Building separate observation layers in each module

SessionTape, HookRegistry, Renderer

ToolPolicy

Reimplementing per-tool retry/fallback logic

M.retry(), ErrorStrategy

BudgetMonitor

Reimplementing token tracking outside C.budget()

C.rolling(), ContextCompressor

TaskLedger

Reimplementing task tracking outside dispatch()/join()

Core dispatch primitives

They exist because the core framework (S, C, M, T, G) is declarative and agent-scoped — perfect for building agents, but harness building needs imperative, session-scoped control. These four primitives bridge that gap.
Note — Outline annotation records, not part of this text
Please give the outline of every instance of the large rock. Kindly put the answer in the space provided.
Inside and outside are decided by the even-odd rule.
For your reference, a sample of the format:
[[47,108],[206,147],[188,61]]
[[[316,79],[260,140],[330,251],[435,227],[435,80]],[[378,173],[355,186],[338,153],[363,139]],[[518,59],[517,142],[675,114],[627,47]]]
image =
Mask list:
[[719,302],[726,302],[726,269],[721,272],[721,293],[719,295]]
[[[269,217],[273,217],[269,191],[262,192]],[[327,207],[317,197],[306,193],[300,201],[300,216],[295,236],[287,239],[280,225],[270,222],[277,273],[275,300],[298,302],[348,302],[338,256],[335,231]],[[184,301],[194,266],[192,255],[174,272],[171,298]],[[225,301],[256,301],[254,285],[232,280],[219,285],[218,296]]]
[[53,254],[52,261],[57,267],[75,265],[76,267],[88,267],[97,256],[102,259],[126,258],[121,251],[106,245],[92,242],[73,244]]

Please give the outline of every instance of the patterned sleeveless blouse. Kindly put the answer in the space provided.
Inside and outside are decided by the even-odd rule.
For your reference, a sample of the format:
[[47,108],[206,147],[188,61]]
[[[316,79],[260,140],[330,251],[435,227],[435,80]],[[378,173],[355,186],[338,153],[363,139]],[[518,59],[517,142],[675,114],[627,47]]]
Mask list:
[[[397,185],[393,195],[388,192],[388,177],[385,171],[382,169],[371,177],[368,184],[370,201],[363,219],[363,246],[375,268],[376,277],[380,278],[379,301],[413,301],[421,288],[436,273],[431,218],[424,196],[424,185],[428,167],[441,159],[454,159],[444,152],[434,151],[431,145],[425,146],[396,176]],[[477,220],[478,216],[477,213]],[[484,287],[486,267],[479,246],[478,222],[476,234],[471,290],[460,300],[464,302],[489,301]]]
When to take the harness fork

You need a harness when your agent needs to:

  • Persist across turns — multi-turn conversation with memory, not one-shot Q&A

  • Use dangerous tools — file editing, shell execution, git operations require permissions and sandboxing

  • Self-correct — read errors, retry, adjust approach without human intervention

  • Stay within bounds — token budgets, cost limits, time constraints

  • Be observable — you need to know what happened, replay sessions, fire hooks

If your agent just answers questions or runs a pipeline, stick with Agent + workflows. The moment it needs to act autonomously in the world — reading codebases, editing files, running tests, managing processes — that’s when you cross the fork into harness territory.

The cookbook proof

See examples/cookbook/79_coding_agent_harness.py for a complete, tested, runnable Claude-Code-class harness built entirely from these building blocks. 27 tests, all 5 layers, all 4 foundation primitives wired together.